Kaum waren zwei Stunden vergangen, da sah er, wie der Tote nach und nach alle Glieder bewegte; die Augen öffneten sich und begannen blinzelnd zu sehen. Mit lauter Stimme wandte sich der Bruder an den Herrn. Seine starken Dankesworte erfüllten die ganze Zelle. Als die vor der Zelle Stehenden dies vernahmen, kamen sie schnell herein. Ihnen bot sich ein wunderbares Schauspiel: Sie sahen den leben, den sie tot verlassen hatten. Auf diese Weise dem Leben zurückgegeben, empfing der Bruder sofort die Taufe. Er lebte noch viele Jahre und war der erste, der von Martins Wunderkraft Zeugnis geben konnte.

Dieser Bruder erzählte davon, dass er nach seinem Sterben vor den Richterstuhl geführt worden sei. Dort habe er einen furchtbaren Urteilsspruch vernommen, der ihn an den Ort der Finsternis zu den Verdammten verwies. Plötzlich sei dem Richter von zwei Engeln bedeutet worden, das sei jener Mann, für den Martin bete. Da wurde den beiden Engeln aufgetragen, ihn dem fürbittenden Martin wiederzuschenken und dem früheren Leben zurückzugeben. Von da an war Martin nicht nur als Heiliger, sondern als Wundertäter berühmt.
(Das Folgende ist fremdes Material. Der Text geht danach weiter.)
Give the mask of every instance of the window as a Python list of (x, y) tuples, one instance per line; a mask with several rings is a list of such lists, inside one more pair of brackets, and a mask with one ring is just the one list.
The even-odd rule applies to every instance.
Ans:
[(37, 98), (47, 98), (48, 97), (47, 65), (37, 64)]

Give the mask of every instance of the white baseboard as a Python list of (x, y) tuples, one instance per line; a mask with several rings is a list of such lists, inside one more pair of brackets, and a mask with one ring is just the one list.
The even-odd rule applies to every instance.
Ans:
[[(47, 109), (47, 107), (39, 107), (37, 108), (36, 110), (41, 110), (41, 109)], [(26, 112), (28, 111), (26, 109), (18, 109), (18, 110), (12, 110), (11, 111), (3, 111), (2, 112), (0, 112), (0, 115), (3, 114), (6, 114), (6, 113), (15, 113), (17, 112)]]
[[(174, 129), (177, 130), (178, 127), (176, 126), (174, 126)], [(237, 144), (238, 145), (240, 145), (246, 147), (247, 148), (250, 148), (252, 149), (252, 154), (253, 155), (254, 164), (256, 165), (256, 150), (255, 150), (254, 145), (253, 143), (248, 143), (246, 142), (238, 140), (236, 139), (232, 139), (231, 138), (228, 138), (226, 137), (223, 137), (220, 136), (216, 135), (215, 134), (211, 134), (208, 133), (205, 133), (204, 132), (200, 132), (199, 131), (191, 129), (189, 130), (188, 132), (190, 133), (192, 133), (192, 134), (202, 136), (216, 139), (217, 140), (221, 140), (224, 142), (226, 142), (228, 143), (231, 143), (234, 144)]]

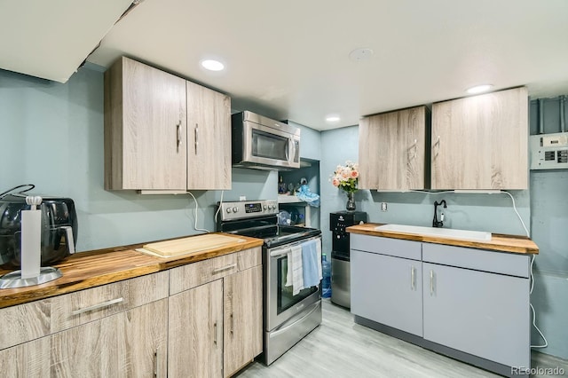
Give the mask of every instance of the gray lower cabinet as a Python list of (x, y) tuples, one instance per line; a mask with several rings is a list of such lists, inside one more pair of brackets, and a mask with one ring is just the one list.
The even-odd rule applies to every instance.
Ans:
[(351, 251), (351, 312), (422, 335), (422, 262)]
[(351, 241), (356, 321), (504, 375), (531, 366), (528, 255), (361, 234)]
[(529, 366), (529, 280), (423, 263), (424, 339)]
Nicht sehr viel später kam Martin an dem Landgut eines Lupizinus vorüber, eines angesehen Mannes. Martin vernahm das laute Schreien und Klagen einer trauernden Menge. Er näherte sich und fragte nach dem Anlass des Klagens. Man erklärte ihm, einer der Knechte habe sein Leben mit dem Strick beendet. Nach dieser Auskunft ging er in die Kammer, in der der Tote lag, und schickte die Leute hinaus. Er legte sich über die Leiche und betete. Bald nahm das Gesicht des Toten wieder Farbe an. Er richtete die noch müden Augen auf Martins Gesicht und versuchte sich langsam aufzurichten. Dann fasste er die Rechte Martins und stellte sich auf die Füße. Er ging mit Martin bis zur Eingangshalle des Hauses, wo ihn alle Leute sahen.